Os estudos na área das humanidades, com um paradigma qualitativo, se interessam pela compreensão global dos fenômenos estudados em sua complexidade. Esse modelo se ampara no Fenomenologismo e verstehen (compreensão) "interessado em compreender a conduta humana desde o próprio marco de referência de quem atua".  Algumas obras nessa área, notadamente na área da Filosofia, apresentam um grau de precisão próximo ao conseguido pelos geômetras nas demonstrações de seus teoremas. Essa medida de exatidão pode ser vista em Spinoza que, após ser excomungado da comunidade judia de Amsterdã, trata de destruir a idéia de liberdade - que ele considerava a pior das ilusões que podem os homens ter - através de definições, axiomas, proposições e demonstrações, seguindo o modelo euclidiano. Não há em sua obra a pretensão de descrever quantitativamente o mundo fí­sico (exposição galilleana). O seu modelo é expositivo, ainda que comparável ao método cartesiano. Se o conteúdo de sua obra horrorizou alguns leitores, não se pode escapar da força de suas demonstrações. Os teoremas de Spinoza são tidos como modelo clássico de argumentação contra a autonomia da vontade humana.
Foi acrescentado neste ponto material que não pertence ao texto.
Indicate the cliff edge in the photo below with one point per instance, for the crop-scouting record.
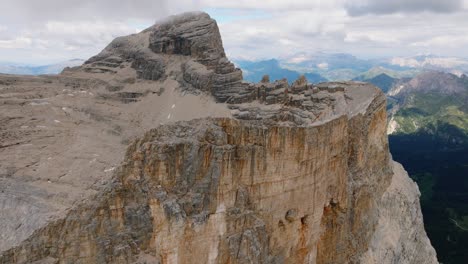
(157, 151)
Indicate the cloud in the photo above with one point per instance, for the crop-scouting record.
(52, 30)
(16, 43)
(363, 7)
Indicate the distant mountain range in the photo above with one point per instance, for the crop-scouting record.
(14, 68)
(319, 67)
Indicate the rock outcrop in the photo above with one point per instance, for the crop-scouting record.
(227, 172)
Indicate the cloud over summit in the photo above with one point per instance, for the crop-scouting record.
(52, 30)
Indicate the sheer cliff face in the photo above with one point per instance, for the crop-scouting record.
(277, 174)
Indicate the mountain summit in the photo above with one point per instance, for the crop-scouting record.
(157, 151)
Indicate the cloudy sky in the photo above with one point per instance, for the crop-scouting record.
(48, 31)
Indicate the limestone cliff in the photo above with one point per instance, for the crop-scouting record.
(243, 173)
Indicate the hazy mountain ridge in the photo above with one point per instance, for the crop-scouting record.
(24, 69)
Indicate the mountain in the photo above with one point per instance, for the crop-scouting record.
(429, 136)
(12, 68)
(383, 81)
(254, 71)
(156, 150)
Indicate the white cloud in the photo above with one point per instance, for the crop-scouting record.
(261, 29)
(17, 43)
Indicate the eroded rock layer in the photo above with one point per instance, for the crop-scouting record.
(227, 172)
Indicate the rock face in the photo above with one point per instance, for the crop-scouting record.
(227, 172)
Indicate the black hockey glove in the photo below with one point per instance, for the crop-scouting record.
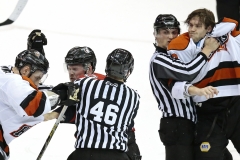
(68, 93)
(36, 40)
(7, 69)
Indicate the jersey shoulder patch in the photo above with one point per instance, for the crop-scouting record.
(179, 43)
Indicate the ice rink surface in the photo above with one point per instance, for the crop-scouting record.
(104, 26)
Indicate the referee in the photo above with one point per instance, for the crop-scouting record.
(105, 111)
(179, 116)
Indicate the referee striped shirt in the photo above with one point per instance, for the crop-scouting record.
(165, 70)
(104, 113)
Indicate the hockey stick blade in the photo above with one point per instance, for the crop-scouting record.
(52, 132)
(16, 12)
(7, 22)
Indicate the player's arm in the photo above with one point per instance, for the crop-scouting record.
(181, 90)
(24, 99)
(167, 67)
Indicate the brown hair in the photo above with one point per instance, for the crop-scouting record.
(206, 17)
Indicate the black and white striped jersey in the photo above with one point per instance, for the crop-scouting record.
(104, 113)
(164, 70)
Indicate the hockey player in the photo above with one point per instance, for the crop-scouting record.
(22, 105)
(81, 62)
(217, 117)
(179, 116)
(105, 111)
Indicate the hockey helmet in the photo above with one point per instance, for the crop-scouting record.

Até mesmo as proposições não demonstradas por Spinoza, que sustentam o conjunto do seu texto, não podem ser contestadas por ninguém que esteja dentro da racionalidade.

Os matemáticos utilizam ao final de suas demonstrações a expressão como se queria demonstrar para determinar o êxito obtido na tarefa que executaram. O próprio Spinoza, apesar de seguir o paradigma qualitativo usou e abusou da expressão em sua mais importante obra: Ética demonstrada pela geometria. Esse hábito não é seguido pelos autores da área de saúde, apesar de adotarem metodologia quantitativa. E aí­ reside o fato curioso, senão paradoxal: um estudo de ordem subjetiva se estruturar em certezas matemáticas e um modelo positivista lógico amparar os seus resultados em certezas não tão absolutas.

A maioria de artigos que recebemos para avaliação e posterior publicação, na revista Fisioterapia Brasil, seguem o padrão quantitativo. Percebemos que há uma tendência natural para estudos experimentais ou quantitativos, talvez por serem de mais fácil execução e demandarem uma compreensão menos subjetiva.  Há que se lamentar esse fato, porque o campo para os estudos qualitativos, que envolvem temas fundamentados na realidade e orientados aos descobrimentos exploratórios e indutivos, assume uma realidade dinâmica e pode ser o ponto de partida para o estabelecimento de novos paradigmas de padrões terapêuticos.

 A revista Fisioterapia Brasil, longe de qualquer viés, publica artigos com hipóteses alternativas confirmadas ou não pela estatí­stica inferencial, mas espera ansiosamente por artigos que explorem e privilegiem novas abordagens, como sugerimos no parágrafo anterior.